Roman Catholicism refers to the theology and doctrine of the Christian church under the auspices of the Holy See, the papacy based in Rome. According to ecclesiastical scholars, Catholicism is distinguished from other branches of Christianity by its commitment to the church’s traditions, to the sacraments, and its priesthood as interpreters of the Bible.
The earliest known use of the term “Catholic Church” is by Ignatius of Antioch around 107 AD. The early church was organized based on the rule of three patriarchs, those of Rome, Alexandria and Antioch – to which were later added the patriarchs of Constantinople and Jerusalem. But too many patriarchs tend to muddy the holy waters.

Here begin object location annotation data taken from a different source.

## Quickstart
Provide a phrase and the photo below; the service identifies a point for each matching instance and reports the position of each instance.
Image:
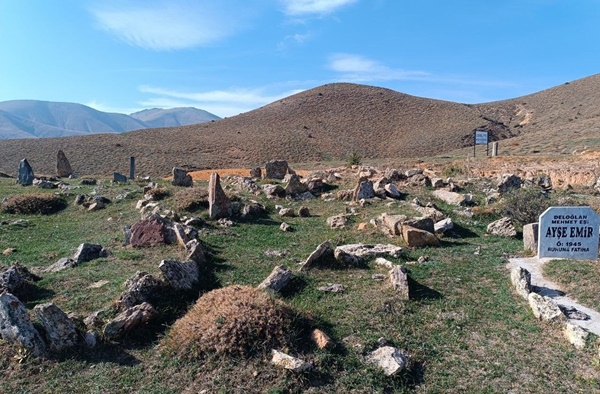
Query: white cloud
(168, 25)
(219, 102)
(307, 7)
(361, 69)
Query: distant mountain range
(46, 119)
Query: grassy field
(463, 327)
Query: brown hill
(327, 123)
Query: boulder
(60, 330)
(141, 287)
(521, 280)
(25, 176)
(276, 169)
(88, 252)
(181, 178)
(16, 326)
(544, 308)
(219, 205)
(390, 359)
(128, 320)
(277, 279)
(502, 227)
(415, 237)
(181, 276)
(63, 167)
(286, 361)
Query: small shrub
(30, 204)
(235, 320)
(190, 199)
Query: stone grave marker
(569, 233)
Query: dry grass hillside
(330, 122)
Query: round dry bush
(191, 199)
(44, 204)
(235, 320)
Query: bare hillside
(324, 123)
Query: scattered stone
(576, 335)
(321, 339)
(60, 330)
(338, 221)
(521, 280)
(415, 237)
(219, 205)
(128, 320)
(390, 359)
(399, 280)
(181, 276)
(544, 308)
(16, 326)
(530, 234)
(119, 178)
(277, 280)
(502, 227)
(181, 178)
(286, 361)
(276, 169)
(88, 252)
(332, 288)
(25, 176)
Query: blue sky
(231, 56)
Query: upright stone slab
(569, 233)
(63, 167)
(25, 177)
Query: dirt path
(552, 290)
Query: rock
(181, 276)
(16, 326)
(365, 190)
(276, 169)
(332, 288)
(575, 334)
(530, 234)
(286, 361)
(128, 320)
(449, 197)
(25, 176)
(303, 212)
(88, 252)
(399, 280)
(321, 339)
(60, 330)
(295, 186)
(277, 280)
(443, 225)
(415, 237)
(508, 182)
(219, 205)
(521, 280)
(322, 252)
(119, 178)
(390, 359)
(502, 227)
(61, 264)
(181, 178)
(338, 221)
(141, 287)
(256, 172)
(544, 308)
(273, 190)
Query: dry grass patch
(30, 204)
(235, 320)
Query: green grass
(464, 328)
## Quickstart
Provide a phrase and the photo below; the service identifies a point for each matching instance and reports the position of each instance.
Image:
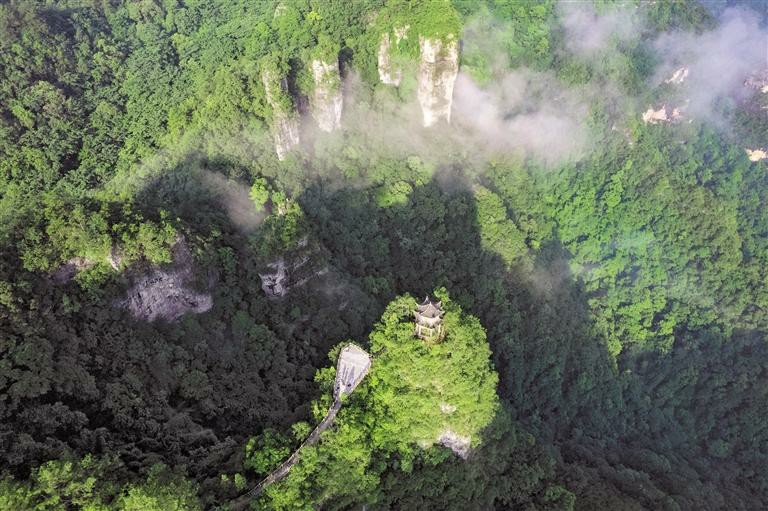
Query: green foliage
(264, 452)
(622, 296)
(402, 411)
(162, 491)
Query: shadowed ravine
(352, 367)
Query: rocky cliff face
(388, 74)
(292, 269)
(327, 100)
(285, 124)
(439, 66)
(164, 293)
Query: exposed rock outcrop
(285, 123)
(388, 73)
(115, 257)
(678, 76)
(165, 293)
(439, 66)
(458, 444)
(292, 270)
(757, 154)
(758, 81)
(327, 100)
(663, 114)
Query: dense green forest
(593, 218)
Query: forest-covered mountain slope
(201, 201)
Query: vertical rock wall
(438, 68)
(388, 74)
(285, 124)
(327, 100)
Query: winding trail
(352, 367)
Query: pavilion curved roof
(430, 309)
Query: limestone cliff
(388, 73)
(327, 100)
(438, 68)
(166, 292)
(285, 124)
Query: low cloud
(588, 32)
(718, 60)
(524, 112)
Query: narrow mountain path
(352, 367)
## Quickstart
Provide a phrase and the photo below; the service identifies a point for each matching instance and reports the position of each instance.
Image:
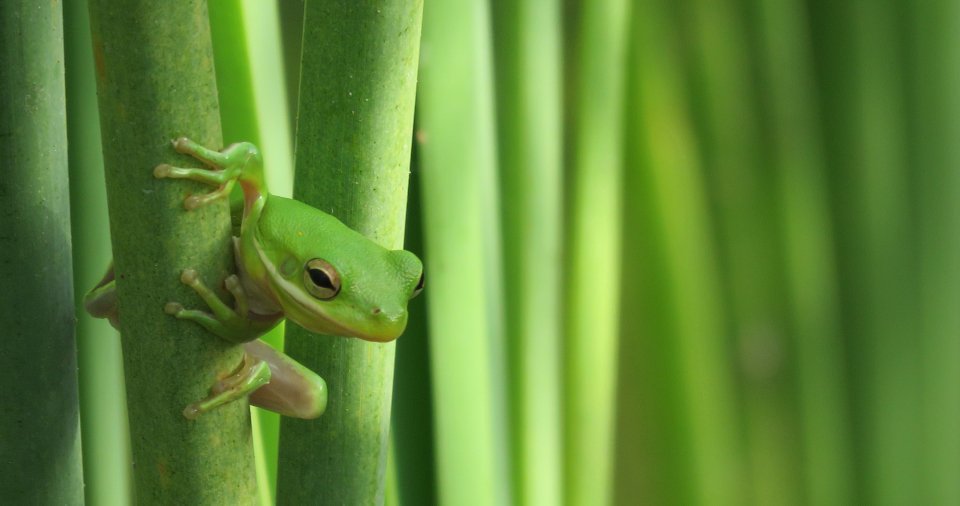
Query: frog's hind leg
(293, 390)
(253, 374)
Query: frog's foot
(232, 324)
(251, 375)
(219, 178)
(294, 390)
(227, 167)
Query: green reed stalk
(462, 243)
(527, 56)
(592, 264)
(783, 49)
(155, 82)
(40, 425)
(678, 431)
(103, 411)
(358, 80)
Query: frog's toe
(189, 276)
(162, 171)
(182, 144)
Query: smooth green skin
(278, 242)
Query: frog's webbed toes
(173, 308)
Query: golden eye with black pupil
(321, 279)
(419, 288)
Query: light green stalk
(783, 48)
(155, 82)
(592, 266)
(40, 460)
(103, 410)
(683, 445)
(462, 243)
(412, 432)
(528, 51)
(358, 81)
(236, 41)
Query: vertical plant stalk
(40, 425)
(412, 431)
(462, 245)
(240, 121)
(933, 70)
(103, 409)
(155, 80)
(592, 289)
(528, 58)
(862, 84)
(682, 447)
(358, 82)
(743, 194)
(798, 156)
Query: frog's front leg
(236, 324)
(293, 390)
(228, 166)
(252, 375)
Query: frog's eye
(321, 279)
(419, 288)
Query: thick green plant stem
(528, 56)
(592, 265)
(354, 132)
(155, 82)
(103, 410)
(40, 459)
(457, 136)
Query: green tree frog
(292, 261)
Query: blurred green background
(709, 250)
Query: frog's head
(338, 282)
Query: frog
(294, 262)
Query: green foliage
(40, 461)
(155, 82)
(357, 88)
(692, 252)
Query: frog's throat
(290, 293)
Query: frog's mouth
(307, 311)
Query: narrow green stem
(862, 84)
(790, 115)
(354, 133)
(743, 194)
(40, 461)
(678, 430)
(933, 79)
(103, 409)
(528, 57)
(462, 246)
(592, 265)
(155, 82)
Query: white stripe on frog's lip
(308, 304)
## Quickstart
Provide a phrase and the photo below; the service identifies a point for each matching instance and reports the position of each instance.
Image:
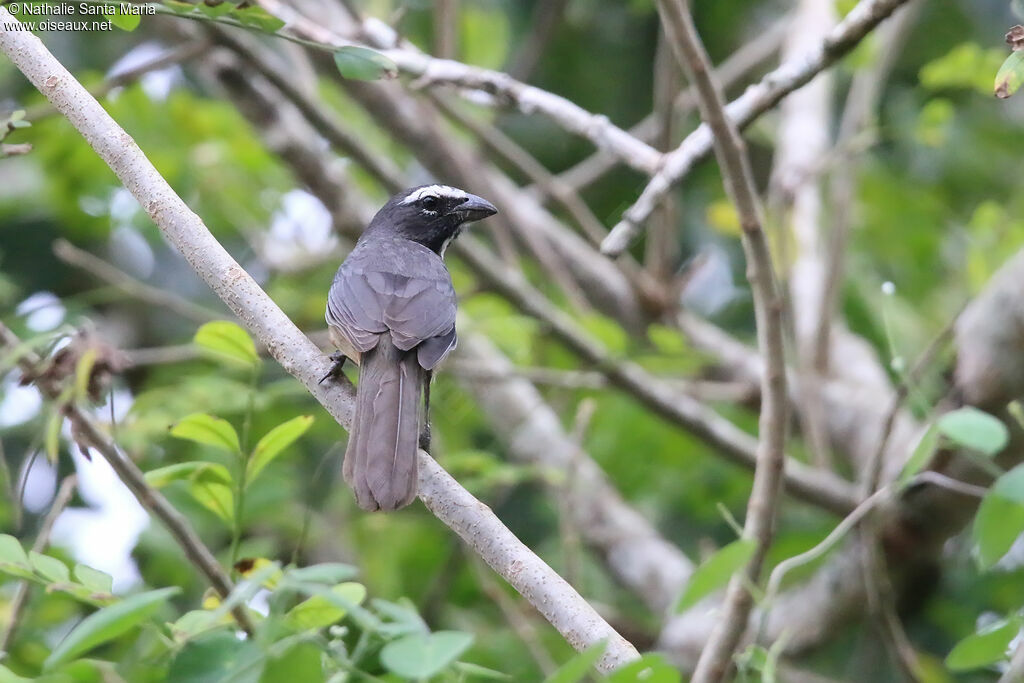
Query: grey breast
(399, 287)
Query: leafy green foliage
(108, 624)
(716, 571)
(273, 442)
(1000, 517)
(361, 63)
(227, 341)
(203, 428)
(985, 647)
(974, 429)
(423, 655)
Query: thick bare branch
(763, 505)
(598, 129)
(757, 99)
(560, 604)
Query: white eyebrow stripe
(440, 190)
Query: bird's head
(431, 215)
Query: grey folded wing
(418, 310)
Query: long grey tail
(381, 460)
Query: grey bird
(391, 309)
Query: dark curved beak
(475, 208)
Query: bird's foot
(425, 437)
(338, 365)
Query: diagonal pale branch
(758, 99)
(763, 505)
(597, 128)
(477, 525)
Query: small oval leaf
(108, 624)
(983, 648)
(974, 429)
(361, 63)
(94, 580)
(274, 441)
(162, 476)
(424, 654)
(227, 341)
(49, 568)
(1010, 76)
(320, 610)
(203, 428)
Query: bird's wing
(411, 295)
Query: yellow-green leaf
(227, 341)
(203, 428)
(107, 625)
(323, 610)
(274, 441)
(1010, 76)
(361, 63)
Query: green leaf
(227, 341)
(1010, 76)
(649, 669)
(94, 580)
(7, 676)
(301, 663)
(716, 571)
(1000, 517)
(985, 647)
(51, 437)
(327, 572)
(273, 442)
(922, 454)
(208, 487)
(203, 428)
(259, 17)
(162, 476)
(108, 624)
(973, 429)
(579, 667)
(193, 624)
(361, 63)
(218, 657)
(423, 655)
(320, 610)
(467, 669)
(11, 552)
(125, 22)
(49, 568)
(215, 10)
(83, 373)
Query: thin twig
(87, 431)
(748, 57)
(20, 598)
(762, 507)
(758, 99)
(519, 622)
(173, 55)
(559, 603)
(810, 484)
(429, 71)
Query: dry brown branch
(578, 622)
(757, 99)
(20, 598)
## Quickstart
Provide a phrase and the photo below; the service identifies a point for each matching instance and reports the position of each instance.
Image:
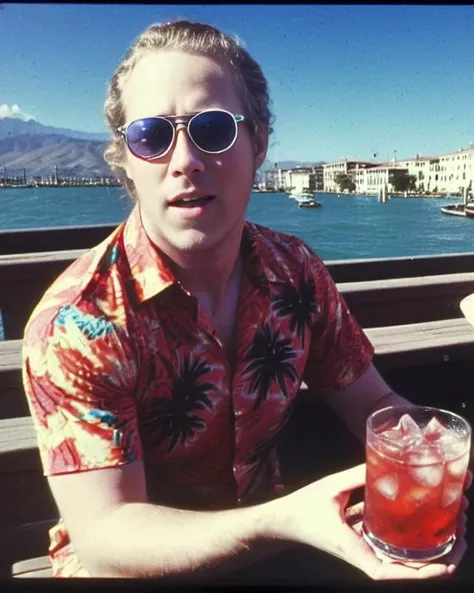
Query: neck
(209, 274)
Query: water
(345, 227)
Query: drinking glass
(416, 459)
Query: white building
(373, 179)
(452, 172)
(346, 167)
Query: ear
(260, 145)
(127, 168)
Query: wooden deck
(408, 307)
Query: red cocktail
(417, 459)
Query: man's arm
(117, 533)
(355, 403)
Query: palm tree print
(268, 360)
(260, 457)
(297, 303)
(176, 419)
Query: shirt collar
(150, 276)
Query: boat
(301, 196)
(309, 204)
(466, 210)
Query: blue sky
(346, 81)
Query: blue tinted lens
(213, 131)
(149, 137)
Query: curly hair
(197, 38)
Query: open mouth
(192, 202)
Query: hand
(315, 515)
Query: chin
(194, 241)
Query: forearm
(144, 540)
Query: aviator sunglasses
(212, 131)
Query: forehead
(175, 82)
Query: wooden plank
(374, 286)
(26, 498)
(18, 241)
(53, 238)
(23, 542)
(36, 568)
(446, 332)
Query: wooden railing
(409, 308)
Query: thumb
(349, 479)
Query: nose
(185, 156)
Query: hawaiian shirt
(120, 363)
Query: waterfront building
(346, 167)
(452, 172)
(372, 180)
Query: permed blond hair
(197, 38)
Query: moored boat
(309, 203)
(301, 196)
(466, 210)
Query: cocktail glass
(416, 459)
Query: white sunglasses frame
(175, 121)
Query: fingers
(354, 513)
(349, 479)
(455, 556)
(468, 480)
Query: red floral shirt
(122, 364)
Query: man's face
(179, 83)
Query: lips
(190, 201)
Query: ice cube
(387, 486)
(458, 467)
(417, 495)
(405, 433)
(433, 430)
(409, 427)
(450, 495)
(427, 470)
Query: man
(161, 366)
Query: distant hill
(38, 148)
(10, 126)
(39, 154)
(267, 165)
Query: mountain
(39, 154)
(10, 126)
(38, 149)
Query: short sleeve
(340, 351)
(79, 375)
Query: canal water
(345, 227)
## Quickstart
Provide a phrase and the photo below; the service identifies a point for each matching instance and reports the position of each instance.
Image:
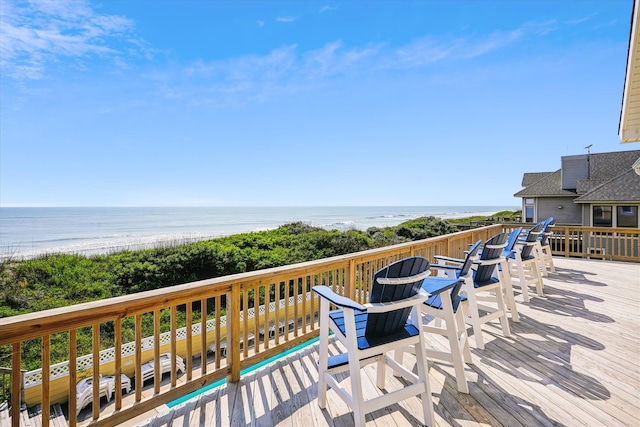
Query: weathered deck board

Soon, the patriarch of Rome claimed special authority based on the connection between St. Peter and that city. For 1000 years, Roman Catholicism dominated Europe, until the Great Schism of 1054 AD that gave rise to Eastern Orthodoxy. Some 500 years later another major division in Christianity occurred with the Protestant Reformation, which saw many in Europe reject the teachings and practices of Catholicism in favor of more personal expressions of belief.
Presently, the Roman Catholic Church considers those not in communion with the Vatican to be “non-Catholics” but tolerates differing interpretations of the Bible. A bit of a shift from the days when it burned heretics and most everyone else who differed from the Catholic dogma.